More than just the dead and dying back in my little town
The first, over at Rush Hour Rambling, led me to the second at thecitizenguide.com. From Rush Hour Rambling:
Just a hint. I don't think there's a South Dakotan who doesn't do that to semi-ignorant out of staters. It's one of our own silly forms of amusement. No, we don't all ride horses and carry guns..
There was quite a dichotomy between the way Pierre, South Dakota was described to me, and what I actually found when Frogwing and I rolled into town. The gulf between myth and reality was as wide as the Missouri River at Lake Oahe. You can blame that on modern times, and the ubiquity of giant, multi-national corporations, I suppose. Super Walmart is here, along with the usual assortment of fast-food emporiums. The invasion continues…
While I was expecting a dusty cowtown straight out of the Wild West, what I experienced instead was a sort of Anytown, USA, with a hint of USDA-approved Western-Style flavoring. Even personal emails from friends of mine who hail from South Dakota warned me of being shot at for trespassing, and made the place seem like it was just one step evolved from Dodge City, during that town’s bloody heyday.
Of course, if you do ride a horse and start shooting, the citizen's guide is kind enough to let you know that you can call Tom Maher, or SDWC reader and Argus contributor Brett Koenecke to get you out of the pokey.

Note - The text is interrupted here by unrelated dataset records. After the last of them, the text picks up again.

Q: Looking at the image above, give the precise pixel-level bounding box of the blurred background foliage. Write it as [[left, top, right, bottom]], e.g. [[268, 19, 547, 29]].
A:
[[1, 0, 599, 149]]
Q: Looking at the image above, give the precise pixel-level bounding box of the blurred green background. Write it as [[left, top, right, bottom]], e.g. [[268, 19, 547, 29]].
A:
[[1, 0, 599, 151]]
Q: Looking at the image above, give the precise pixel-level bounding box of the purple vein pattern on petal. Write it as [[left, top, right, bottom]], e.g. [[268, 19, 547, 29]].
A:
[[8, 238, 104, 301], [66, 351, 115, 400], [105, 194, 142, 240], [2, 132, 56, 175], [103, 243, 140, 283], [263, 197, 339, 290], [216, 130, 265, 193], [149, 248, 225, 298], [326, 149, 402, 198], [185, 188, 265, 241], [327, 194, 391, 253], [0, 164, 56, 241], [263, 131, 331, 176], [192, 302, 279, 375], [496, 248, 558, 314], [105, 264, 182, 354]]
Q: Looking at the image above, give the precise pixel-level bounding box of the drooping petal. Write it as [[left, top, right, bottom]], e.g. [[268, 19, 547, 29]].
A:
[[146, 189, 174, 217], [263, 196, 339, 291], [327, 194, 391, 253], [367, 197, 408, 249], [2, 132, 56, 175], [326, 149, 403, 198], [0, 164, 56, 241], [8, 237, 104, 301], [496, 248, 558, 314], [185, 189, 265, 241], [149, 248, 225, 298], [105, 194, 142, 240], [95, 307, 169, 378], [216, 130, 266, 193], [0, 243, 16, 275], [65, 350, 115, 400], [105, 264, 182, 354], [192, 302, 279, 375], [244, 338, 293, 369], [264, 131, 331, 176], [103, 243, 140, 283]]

If You Get Busted: If you do something really stupid and get caught, call either Old Tom Maher (Tom Senior) or Brett Koenecke of May Adam Gerdes & Thompson. Old Tom has the tenacity of a bulldog with his favorite rawhide chew toy, and he likes to buck the system. Tom makes it to the bell more often than not.Now quit lookin' cross eyed at mah horse, iffn' you know what's good fer ya. (Or I'll send Brett after ya.)